Jay Sulzberger jays@panix.com
Fri Jan 31 19:35:40 PST 2003

On Fri, 31 Jan 2003, Larry M. Augustin wrote:

> > Quoting Karsten M. Self (kmself@ix.netcom.com):
> >
> > > Makes many of the same points as I do.  Though he doesn't address the
> > > "what if it happens on :80, :22, :25" problem.
> Port 80 is turning into a big problem.  I've had tis conversation with
> several chief security officers.  Everyone is now building software that
> pushes stuff through port 80, mostly because that port is generally open.
> i.e. opening up a port has become such a big deal that everyone wants to use
> port 80.  But with multiple services now being offered through port 80, all
> people have done is make ports useless, and make the problem harder by
> hiding it under port 80.  When one of these applications makes any attempt
> at security, they do something inside XML so you need an XML parser to
> enforce security.  There are a lot of companies out there now trying to
> build "port 80 firewalls" - boxes that parse everything going past port 80,
> and attempt to do something intelligent, including add security.
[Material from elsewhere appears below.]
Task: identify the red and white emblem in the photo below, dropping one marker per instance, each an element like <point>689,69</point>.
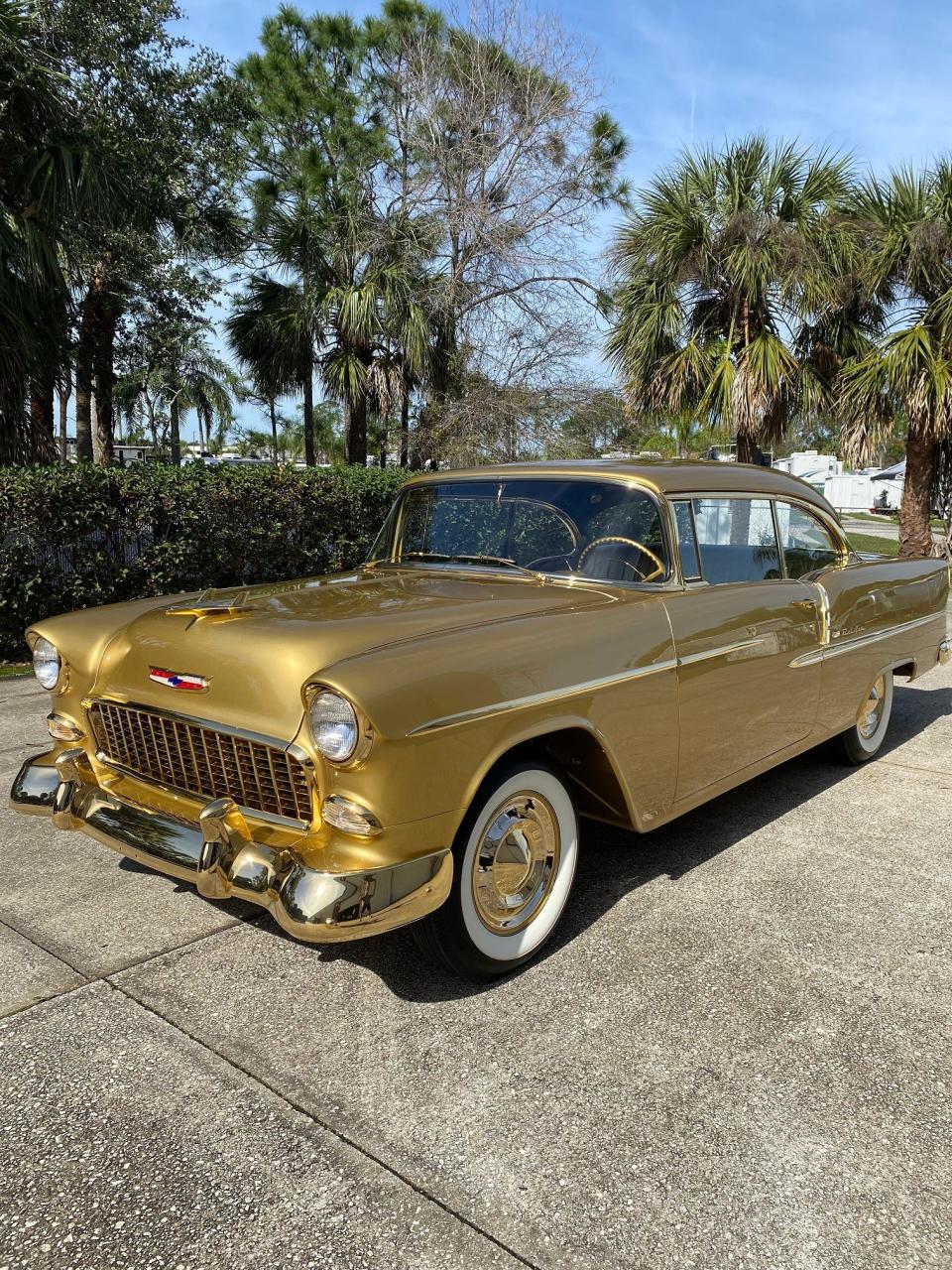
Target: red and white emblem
<point>175,680</point>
The tiny worm was content free.  A proper watcher system would have stopped
the worm not because the watcher analyzed the content and deduced that it
was a bad worm, but because the behavior of the node on the Net changed,
specifically some Microsoft program began spewing near duplicate UDP
packets at a high rate.

> It's strange to think that the practice of being judicious in locking down
> ports has created an even worse problem because developers are now using
> port 80 to go around the firewall.
> Larry

This is an example of a defect of thought widespread among computer
programmers: over-concreteness when thinking about computers.  Of course,
many of these same computer programmers suffer from looseness of
association when thinking about non-computer matters.